Incidents

Now that everything is set up, you are ready to report your first incident!

Reporting incidents

Go to Incidents in your main navigation menu or create a new incident directly from your dashboard. Choose the severity of the incident in the dropdown menu, with P1 being the highest and P5 being purely informational. Add a title and a summary, so your team knows what’s up. To contact the right people, select the affected service(s) and decide, which statuspage(s) the incident should be posted on. All of these can be changed on your incident dashboard even when the incident has already been created. The same applies to Maintenance.

Incident dashboard

In your incident dashboard you can change the following information at any given time:

Priority
Title and summary
Impact
Impact timings (Started/Detected/Resolved)
Affected services
Statuspages
Status of the incident (New/Acknowledged/Monitoring/Resolved)
Incident roles
Design (workspace)

This is what your default incident dashboard looks like:

Workspaces

You can adjust the appearance, size and arrangement of your incident dashboard components however you like to create your own workspace.
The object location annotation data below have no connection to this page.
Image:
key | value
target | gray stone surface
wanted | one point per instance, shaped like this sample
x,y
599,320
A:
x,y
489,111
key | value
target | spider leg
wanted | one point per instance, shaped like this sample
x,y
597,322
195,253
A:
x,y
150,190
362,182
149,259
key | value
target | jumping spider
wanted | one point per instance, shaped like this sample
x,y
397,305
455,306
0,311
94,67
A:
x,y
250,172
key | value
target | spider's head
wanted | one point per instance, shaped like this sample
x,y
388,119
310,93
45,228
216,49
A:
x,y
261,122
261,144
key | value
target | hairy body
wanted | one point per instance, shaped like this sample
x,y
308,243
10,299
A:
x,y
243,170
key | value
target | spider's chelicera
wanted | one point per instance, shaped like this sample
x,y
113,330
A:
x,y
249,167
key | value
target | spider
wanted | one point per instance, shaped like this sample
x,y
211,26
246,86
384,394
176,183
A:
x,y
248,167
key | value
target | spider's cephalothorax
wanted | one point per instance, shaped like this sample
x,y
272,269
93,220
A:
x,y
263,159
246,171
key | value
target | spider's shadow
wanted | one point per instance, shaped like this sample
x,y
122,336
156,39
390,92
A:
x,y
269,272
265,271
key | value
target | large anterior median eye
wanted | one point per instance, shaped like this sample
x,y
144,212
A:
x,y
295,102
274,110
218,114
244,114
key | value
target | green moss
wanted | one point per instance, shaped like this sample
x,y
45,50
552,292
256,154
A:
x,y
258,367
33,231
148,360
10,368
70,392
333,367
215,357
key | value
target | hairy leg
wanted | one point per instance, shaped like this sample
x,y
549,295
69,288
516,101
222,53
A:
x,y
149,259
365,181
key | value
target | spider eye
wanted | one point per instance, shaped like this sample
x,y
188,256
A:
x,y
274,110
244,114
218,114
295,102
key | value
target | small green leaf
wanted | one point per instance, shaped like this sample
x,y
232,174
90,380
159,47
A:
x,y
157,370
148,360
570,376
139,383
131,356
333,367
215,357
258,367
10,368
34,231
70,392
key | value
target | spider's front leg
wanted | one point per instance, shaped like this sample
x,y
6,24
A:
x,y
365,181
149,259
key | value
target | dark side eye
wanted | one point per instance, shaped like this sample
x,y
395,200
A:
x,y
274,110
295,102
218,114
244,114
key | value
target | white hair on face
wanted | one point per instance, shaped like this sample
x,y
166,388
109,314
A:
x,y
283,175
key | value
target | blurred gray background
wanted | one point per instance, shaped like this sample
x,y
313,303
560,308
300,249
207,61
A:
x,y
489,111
By adjusting the location and size of components with different information, you get the opportunity to tailor the dashboard to your needs, resulting in even easier incident resolution. To do this, simply click the configuration symbol on your right panel.
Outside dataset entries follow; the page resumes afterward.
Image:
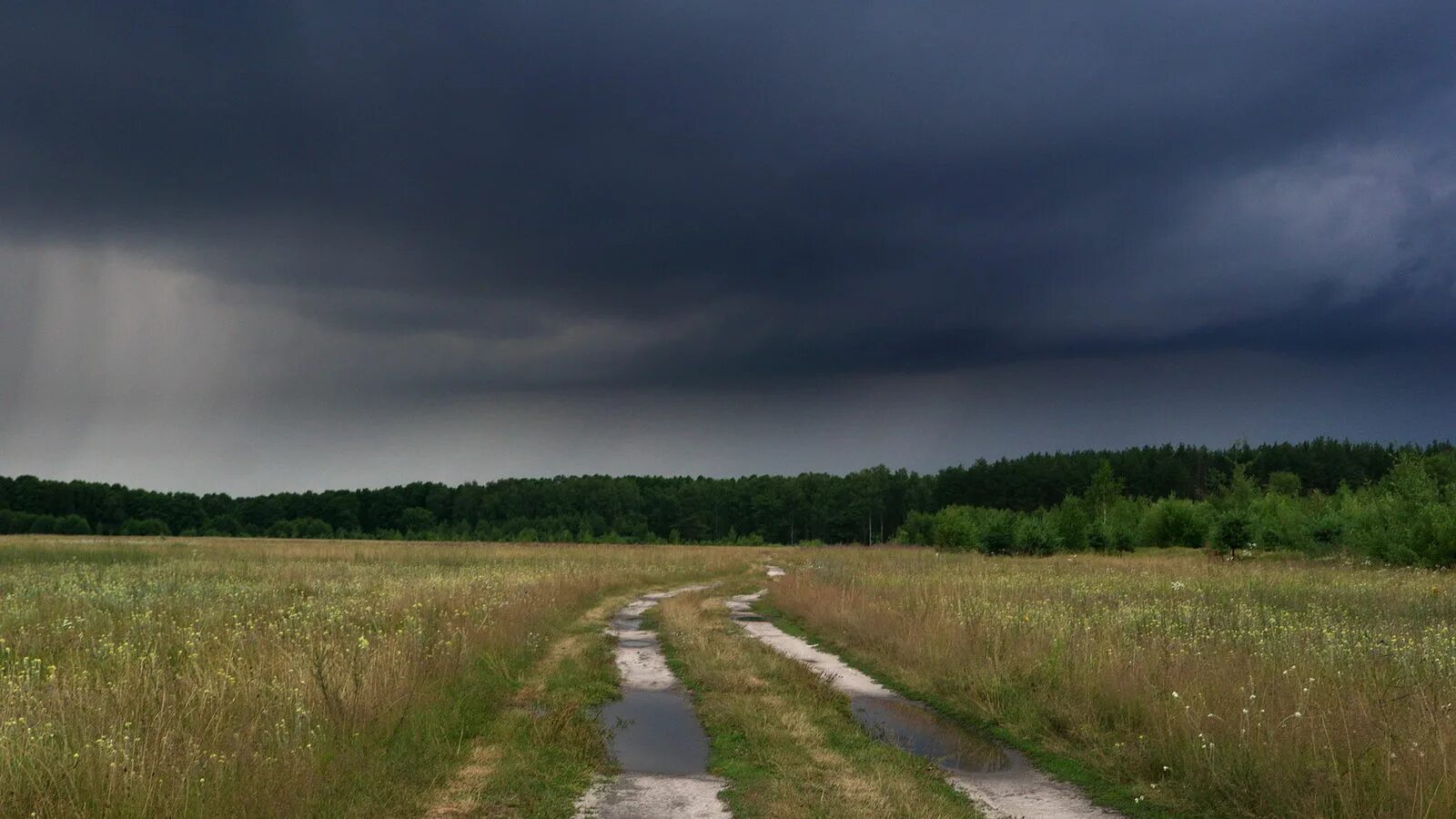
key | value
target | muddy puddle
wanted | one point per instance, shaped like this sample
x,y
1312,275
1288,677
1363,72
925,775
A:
x,y
654,734
915,729
999,780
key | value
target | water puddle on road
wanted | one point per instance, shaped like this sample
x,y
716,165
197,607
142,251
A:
x,y
655,732
912,727
1001,782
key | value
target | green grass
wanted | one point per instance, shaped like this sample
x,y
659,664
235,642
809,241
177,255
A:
x,y
546,748
1060,767
784,739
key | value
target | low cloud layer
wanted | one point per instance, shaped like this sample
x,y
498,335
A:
x,y
280,208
If you click on one of the four symbols on the far right (Roles, Tasks, Settings & Design) when it's already selected, the sidebar closes to give you even more space. It'll look like this afterwards:

incident-dashboard-with-small-settings-panel

Incident roles

To further speed up the resolution process you can define incident roles, which will help to distribute tasks among your team members. This feature is restricted to Starter & Pro plans.
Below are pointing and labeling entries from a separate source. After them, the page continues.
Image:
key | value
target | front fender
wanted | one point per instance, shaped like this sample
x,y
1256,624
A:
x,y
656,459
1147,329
Go to Settings → Incident Roles (under Incidents) and change the preset roles or add new ones. Add a meaningful description to the role so that the assignee knows what to do.

You can assign roles in the incident role menu. Hovering over the info button of a role will give you the description:

Your incident role as well as your task(s) are shown on the sidebar of your incident dashboard:

Incident tasks

Incident tasks are an even more detailed way of defining responsibilities and tracking the resolution process.

Set up Task Templates under Settings → Incidents → Incident Schemas → Schema of your choice → Create Task Template. You can choose from four common tasks or create one of your own. To do this, simply choose a name and describe the task with as much detail as needed, then click on Create Template.

Once you've set up Task Templates, they will appear in every incident/maintenance alert. You can change the status and assignee at any time.

Impacts

When a service is impacted during an incident, you can mark the impact as the following:

Undetermined
Partial outage
Major outage

This impact will be shown on the statuspage as long as you choose to link a statuspage. However, it is possible that components can also fail “completely” without the overall system being noticeably affected. Conversely, a “minor” impact can of course cause a system to fail completely. We have therefore implemented global impacts to decouple these two concepts.

Global Impacts

Whenever the impact on a service and the system itself don't line up, global impacts help to communicate the overall impact more accurately. When a statuspage is linked, you can choose between the following global impacts:

Undetermined: The impact in unclear.
Partial outage: The system still has some or most of it's functionality.
Major outage: The system is down and cannot be used currently.

To save you some time, we also introduced Automatic Global Impacts. Whenever you choose the option Automatic, the impact shown on the statuspage will be the highest impact of your affected services. Here's an example:

If I choose Automatic and all of my affected services have a partial outage or an undetermined impact, the impact will be shown as a partial outage. But if one of my services is currently in a major outage, the automatic classification will be major outage.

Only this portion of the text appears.